Some of the advantages are:
- The first electrical circuits date back more than two centuries.
- The dilution refrigeration necessary to sufficiently cool them dates back many decades.
- The theory also has several decades of maturity.
- Because they are fabricated, they can be configured to exhibit specific properties.
- A quantum superconductor has useful applications beyond quantum computing.
And some of the challenges are:
- Because they are fabricated, they can exhibit high error rates and even outright fail.
- Although they may look identical, no two superconducting qubits are actually identical.
- Because of the error rates, considerable quantum error correction (QEC) is required.
- Coherence times are relatively short, limiting the volume of computation possible.
- Considerable shielding is required to protect against environmental noise.
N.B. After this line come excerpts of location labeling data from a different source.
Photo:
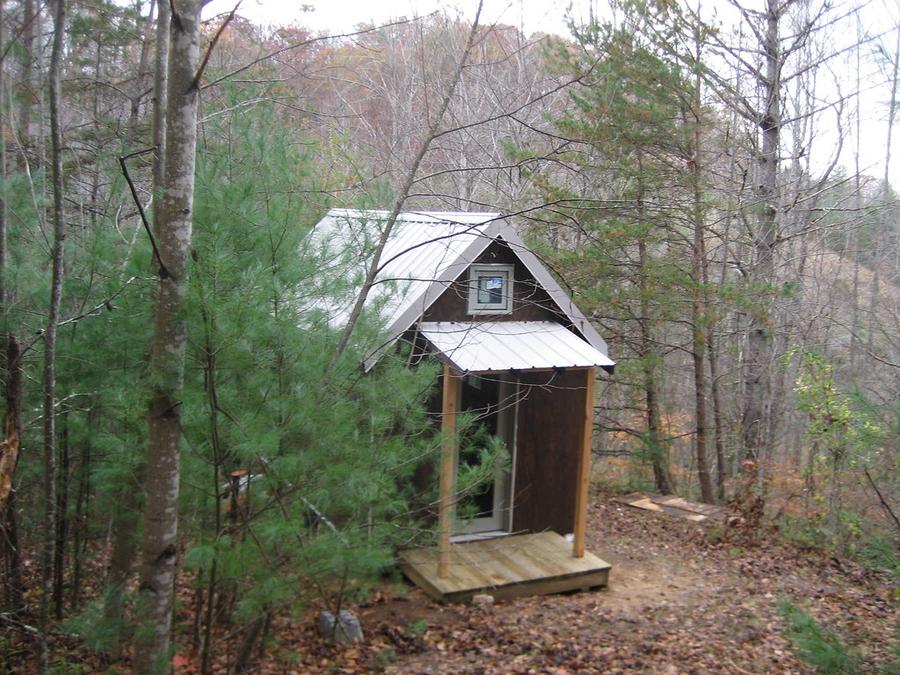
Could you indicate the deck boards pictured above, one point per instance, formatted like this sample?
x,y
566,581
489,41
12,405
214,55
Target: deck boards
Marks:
x,y
506,567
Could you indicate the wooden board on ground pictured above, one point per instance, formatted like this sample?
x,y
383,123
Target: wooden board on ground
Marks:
x,y
675,506
506,567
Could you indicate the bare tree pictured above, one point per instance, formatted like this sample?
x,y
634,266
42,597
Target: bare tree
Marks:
x,y
49,376
160,542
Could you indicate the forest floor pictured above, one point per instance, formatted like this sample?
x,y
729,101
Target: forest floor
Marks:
x,y
682,598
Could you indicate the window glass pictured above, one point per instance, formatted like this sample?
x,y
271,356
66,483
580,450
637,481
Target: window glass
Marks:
x,y
490,289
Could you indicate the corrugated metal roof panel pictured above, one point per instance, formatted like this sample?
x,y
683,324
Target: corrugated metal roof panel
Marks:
x,y
423,248
511,345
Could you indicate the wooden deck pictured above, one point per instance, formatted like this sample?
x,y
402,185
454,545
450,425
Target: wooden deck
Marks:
x,y
507,567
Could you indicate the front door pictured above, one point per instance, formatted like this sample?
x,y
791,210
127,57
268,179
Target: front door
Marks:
x,y
489,404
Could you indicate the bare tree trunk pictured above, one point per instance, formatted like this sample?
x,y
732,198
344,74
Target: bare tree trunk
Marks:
x,y
30,24
657,447
160,543
82,517
698,295
62,520
875,291
757,382
8,461
49,376
125,542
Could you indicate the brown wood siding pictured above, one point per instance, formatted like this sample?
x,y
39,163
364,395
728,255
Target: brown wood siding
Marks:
x,y
530,301
548,447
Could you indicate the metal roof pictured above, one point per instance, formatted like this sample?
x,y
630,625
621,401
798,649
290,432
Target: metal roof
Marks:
x,y
424,249
489,346
425,253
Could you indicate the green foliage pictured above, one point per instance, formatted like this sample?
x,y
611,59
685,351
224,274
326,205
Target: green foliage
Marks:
x,y
328,459
99,633
820,648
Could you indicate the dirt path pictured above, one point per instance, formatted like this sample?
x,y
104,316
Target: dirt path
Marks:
x,y
677,603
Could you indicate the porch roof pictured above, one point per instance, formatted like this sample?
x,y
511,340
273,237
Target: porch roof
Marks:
x,y
498,346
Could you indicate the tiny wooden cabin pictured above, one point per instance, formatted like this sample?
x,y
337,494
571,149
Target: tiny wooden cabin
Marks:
x,y
518,354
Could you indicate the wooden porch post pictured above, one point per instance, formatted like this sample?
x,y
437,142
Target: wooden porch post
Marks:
x,y
584,465
448,451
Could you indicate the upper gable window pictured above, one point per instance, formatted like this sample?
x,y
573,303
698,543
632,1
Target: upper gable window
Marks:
x,y
490,289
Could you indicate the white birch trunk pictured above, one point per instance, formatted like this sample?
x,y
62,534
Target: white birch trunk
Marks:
x,y
160,544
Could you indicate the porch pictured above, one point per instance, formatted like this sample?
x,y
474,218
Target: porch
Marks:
x,y
505,567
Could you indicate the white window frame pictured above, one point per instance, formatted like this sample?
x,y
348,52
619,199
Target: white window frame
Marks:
x,y
478,271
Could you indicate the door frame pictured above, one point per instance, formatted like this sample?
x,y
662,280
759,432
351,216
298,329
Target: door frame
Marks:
x,y
500,520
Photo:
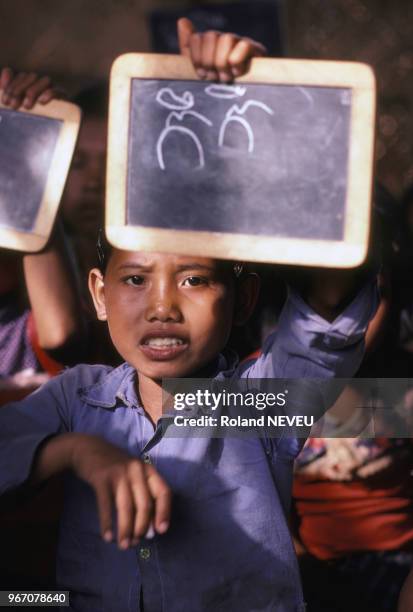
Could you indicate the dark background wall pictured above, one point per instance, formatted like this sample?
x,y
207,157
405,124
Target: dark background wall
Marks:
x,y
76,40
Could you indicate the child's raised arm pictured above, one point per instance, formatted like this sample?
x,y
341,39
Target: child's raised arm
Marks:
x,y
26,89
217,56
50,278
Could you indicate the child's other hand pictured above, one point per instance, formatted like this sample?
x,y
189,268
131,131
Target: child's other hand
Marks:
x,y
26,89
217,56
141,497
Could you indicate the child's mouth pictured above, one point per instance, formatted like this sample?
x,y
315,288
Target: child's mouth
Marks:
x,y
163,348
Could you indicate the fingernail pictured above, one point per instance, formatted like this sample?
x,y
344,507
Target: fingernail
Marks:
x,y
224,77
107,536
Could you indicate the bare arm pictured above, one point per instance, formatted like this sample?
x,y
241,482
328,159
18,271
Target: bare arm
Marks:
x,y
139,494
50,279
54,296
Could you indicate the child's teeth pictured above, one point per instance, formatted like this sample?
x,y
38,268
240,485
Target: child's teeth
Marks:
x,y
161,342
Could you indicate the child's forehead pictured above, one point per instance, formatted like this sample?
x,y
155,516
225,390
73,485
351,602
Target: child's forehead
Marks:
x,y
141,259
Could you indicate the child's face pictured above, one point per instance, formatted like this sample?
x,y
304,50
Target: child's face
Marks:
x,y
168,315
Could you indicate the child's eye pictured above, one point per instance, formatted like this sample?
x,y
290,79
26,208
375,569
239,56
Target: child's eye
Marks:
x,y
194,281
135,280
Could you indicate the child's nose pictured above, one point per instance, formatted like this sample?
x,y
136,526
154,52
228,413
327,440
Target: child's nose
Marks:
x,y
163,306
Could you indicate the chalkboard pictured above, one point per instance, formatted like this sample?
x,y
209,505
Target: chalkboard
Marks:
x,y
274,167
257,19
35,152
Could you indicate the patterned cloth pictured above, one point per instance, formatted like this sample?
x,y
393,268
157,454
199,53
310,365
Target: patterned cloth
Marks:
x,y
16,352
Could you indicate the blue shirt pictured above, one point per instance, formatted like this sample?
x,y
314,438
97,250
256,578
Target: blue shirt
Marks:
x,y
228,547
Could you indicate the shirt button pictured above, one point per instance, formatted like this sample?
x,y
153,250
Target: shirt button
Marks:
x,y
145,553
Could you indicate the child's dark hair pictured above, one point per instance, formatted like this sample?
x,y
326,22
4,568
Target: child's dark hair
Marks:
x,y
103,249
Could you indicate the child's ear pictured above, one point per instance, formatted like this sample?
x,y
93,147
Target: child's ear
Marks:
x,y
246,297
97,291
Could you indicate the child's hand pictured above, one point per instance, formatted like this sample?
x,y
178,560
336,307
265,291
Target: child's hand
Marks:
x,y
217,56
141,497
26,89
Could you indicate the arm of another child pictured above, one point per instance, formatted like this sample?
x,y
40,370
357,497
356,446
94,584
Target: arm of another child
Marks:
x,y
323,325
50,279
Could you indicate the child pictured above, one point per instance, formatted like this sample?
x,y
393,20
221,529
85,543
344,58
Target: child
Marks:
x,y
217,505
30,340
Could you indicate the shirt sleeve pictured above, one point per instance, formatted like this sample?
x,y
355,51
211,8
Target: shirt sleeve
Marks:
x,y
24,425
307,346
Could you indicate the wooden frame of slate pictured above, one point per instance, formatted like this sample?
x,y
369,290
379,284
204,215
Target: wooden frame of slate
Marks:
x,y
308,187
35,154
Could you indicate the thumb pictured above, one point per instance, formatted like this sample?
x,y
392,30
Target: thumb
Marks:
x,y
185,31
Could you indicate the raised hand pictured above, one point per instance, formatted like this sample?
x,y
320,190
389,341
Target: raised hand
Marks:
x,y
217,56
25,89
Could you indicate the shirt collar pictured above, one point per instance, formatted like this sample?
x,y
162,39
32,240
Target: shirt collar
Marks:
x,y
119,384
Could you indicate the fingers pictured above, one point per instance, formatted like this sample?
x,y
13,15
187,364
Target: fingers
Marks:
x,y
185,30
162,496
224,47
126,511
217,56
104,501
36,90
141,498
25,89
242,53
6,77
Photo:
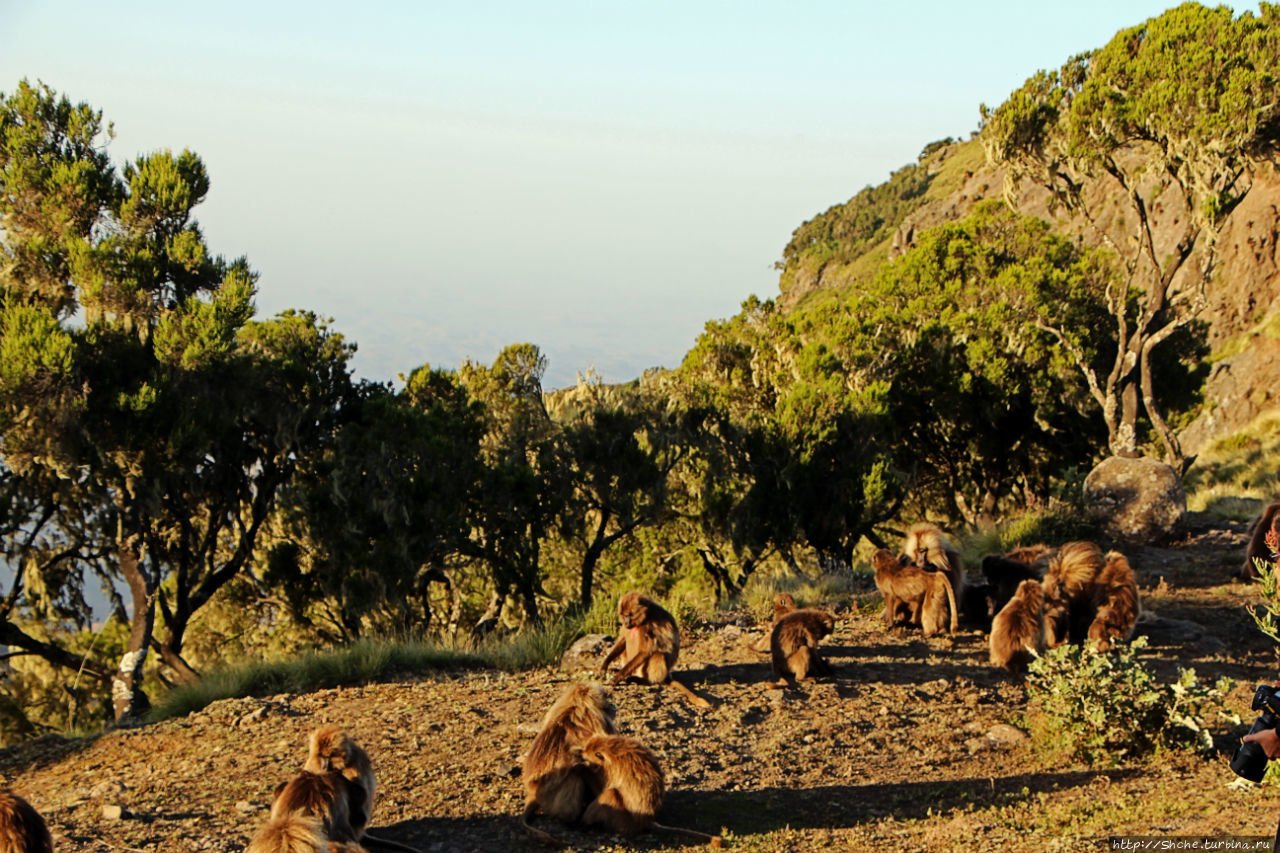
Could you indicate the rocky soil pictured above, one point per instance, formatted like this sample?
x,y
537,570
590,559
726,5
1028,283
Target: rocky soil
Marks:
x,y
913,746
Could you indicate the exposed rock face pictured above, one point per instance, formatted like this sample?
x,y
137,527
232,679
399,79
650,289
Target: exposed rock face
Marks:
x,y
1136,500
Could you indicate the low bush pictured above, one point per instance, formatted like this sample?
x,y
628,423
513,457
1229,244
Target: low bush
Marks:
x,y
1107,707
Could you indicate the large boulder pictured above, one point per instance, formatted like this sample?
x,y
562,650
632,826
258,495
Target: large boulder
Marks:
x,y
1136,500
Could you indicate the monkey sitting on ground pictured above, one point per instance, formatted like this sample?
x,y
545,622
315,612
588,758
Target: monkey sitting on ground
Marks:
x,y
312,812
1004,573
909,591
330,749
928,548
557,783
794,644
652,643
782,605
634,788
22,829
1018,632
1115,601
1264,525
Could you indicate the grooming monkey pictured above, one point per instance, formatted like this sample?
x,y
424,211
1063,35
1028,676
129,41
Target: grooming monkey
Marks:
x,y
634,788
1018,632
914,594
650,641
794,644
310,812
929,548
1266,523
557,781
330,749
22,829
782,605
1114,598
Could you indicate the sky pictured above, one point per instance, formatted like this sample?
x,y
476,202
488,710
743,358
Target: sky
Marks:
x,y
598,178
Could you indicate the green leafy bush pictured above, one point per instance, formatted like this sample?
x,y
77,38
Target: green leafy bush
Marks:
x,y
1106,707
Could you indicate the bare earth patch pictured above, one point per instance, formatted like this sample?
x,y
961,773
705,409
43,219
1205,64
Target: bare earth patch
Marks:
x,y
914,746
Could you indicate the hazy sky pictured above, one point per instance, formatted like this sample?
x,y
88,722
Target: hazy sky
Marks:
x,y
598,178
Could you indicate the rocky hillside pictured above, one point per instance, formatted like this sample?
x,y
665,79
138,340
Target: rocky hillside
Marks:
x,y
913,746
1242,316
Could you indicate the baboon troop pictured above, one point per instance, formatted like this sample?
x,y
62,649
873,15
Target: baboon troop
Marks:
x,y
913,596
1266,524
1068,594
794,644
22,829
649,644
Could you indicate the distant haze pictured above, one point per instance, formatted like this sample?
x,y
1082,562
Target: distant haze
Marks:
x,y
600,179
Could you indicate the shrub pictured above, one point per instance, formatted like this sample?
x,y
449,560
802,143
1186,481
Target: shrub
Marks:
x,y
1106,707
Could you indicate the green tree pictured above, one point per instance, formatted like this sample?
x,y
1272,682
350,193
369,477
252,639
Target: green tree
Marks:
x,y
522,489
1175,114
149,419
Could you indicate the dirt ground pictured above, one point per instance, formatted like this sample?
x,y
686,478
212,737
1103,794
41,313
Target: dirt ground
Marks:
x,y
913,746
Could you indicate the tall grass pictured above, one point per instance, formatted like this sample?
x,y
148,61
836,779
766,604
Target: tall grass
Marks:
x,y
368,661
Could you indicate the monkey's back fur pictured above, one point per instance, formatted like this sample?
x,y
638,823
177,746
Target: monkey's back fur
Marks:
x,y
329,748
556,779
634,784
328,797
794,643
1018,629
22,829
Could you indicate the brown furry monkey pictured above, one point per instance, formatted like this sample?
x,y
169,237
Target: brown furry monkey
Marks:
x,y
929,548
782,605
1004,573
634,788
22,829
329,748
557,783
919,596
1115,601
652,644
794,644
310,812
1018,633
1266,523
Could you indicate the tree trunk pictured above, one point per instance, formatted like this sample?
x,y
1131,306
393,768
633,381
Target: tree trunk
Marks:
x,y
128,699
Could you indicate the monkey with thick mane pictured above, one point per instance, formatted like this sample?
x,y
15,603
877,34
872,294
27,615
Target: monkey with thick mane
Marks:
x,y
1019,630
557,781
634,788
650,642
22,829
312,812
1114,600
914,596
928,548
794,644
1266,524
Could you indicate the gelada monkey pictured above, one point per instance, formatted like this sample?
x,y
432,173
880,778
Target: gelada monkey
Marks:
x,y
557,781
634,788
22,829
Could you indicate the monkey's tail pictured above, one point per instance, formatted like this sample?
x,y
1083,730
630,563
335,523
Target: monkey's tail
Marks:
x,y
714,840
385,844
951,600
536,834
689,694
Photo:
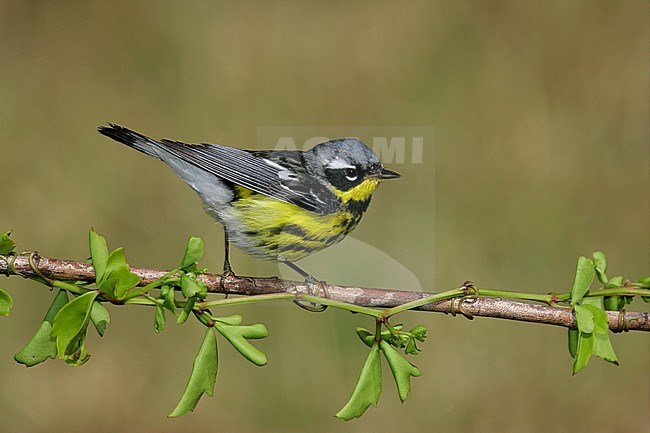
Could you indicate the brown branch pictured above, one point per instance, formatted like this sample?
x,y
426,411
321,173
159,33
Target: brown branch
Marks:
x,y
375,298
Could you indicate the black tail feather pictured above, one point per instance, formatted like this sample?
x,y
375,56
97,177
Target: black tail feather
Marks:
x,y
131,138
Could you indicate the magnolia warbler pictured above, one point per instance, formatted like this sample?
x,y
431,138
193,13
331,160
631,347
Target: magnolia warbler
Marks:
x,y
274,204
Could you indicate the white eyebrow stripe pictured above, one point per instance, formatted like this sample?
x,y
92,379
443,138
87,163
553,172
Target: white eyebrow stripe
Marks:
x,y
339,163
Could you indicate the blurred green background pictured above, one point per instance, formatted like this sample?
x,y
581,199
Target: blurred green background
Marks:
x,y
540,112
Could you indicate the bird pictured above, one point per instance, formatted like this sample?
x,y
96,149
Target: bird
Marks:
x,y
281,205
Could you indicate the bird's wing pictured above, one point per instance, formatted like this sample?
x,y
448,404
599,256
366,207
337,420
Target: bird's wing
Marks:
x,y
281,178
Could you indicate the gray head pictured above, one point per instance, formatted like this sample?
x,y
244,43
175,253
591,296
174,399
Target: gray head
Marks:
x,y
345,163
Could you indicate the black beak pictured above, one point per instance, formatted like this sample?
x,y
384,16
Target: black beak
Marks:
x,y
385,173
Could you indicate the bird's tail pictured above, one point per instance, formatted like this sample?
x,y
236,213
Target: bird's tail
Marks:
x,y
131,138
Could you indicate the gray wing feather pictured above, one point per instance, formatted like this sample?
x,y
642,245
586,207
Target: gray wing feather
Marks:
x,y
257,173
252,170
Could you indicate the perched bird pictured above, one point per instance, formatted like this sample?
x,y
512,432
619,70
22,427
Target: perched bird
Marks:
x,y
274,204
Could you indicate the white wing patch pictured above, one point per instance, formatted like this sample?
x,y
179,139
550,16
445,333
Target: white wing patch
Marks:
x,y
338,164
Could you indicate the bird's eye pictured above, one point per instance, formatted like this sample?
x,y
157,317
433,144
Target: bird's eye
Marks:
x,y
351,174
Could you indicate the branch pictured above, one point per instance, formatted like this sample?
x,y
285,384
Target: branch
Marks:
x,y
469,306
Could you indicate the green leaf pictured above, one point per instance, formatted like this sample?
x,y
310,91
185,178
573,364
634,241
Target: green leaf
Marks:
x,y
402,369
167,293
191,287
419,333
203,376
7,244
645,282
411,347
603,348
585,349
71,322
600,262
5,303
366,336
583,279
126,280
233,320
159,321
367,389
614,303
100,317
98,254
615,282
238,336
585,319
602,343
185,312
42,345
79,356
573,342
193,252
116,262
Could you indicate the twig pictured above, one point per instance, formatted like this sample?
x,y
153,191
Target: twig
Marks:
x,y
469,306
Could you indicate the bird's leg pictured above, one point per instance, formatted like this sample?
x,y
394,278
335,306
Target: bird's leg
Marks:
x,y
314,287
227,269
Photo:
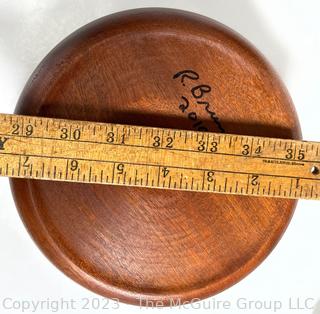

Because they use existing technologies, superconducting quantum computers are probably the most abundant. And with size measured in qubit counts, they are the second largest quantum computers, behind only neutral atom quantum computers. However, two of the above challenges are particularly significant. First, superconducting qubits or their wiring can be so defective that they outright fail. And, second, the shielding they require is physical, which makes superconducting quantum computers the second largest physically, behind ion trap quantum computers.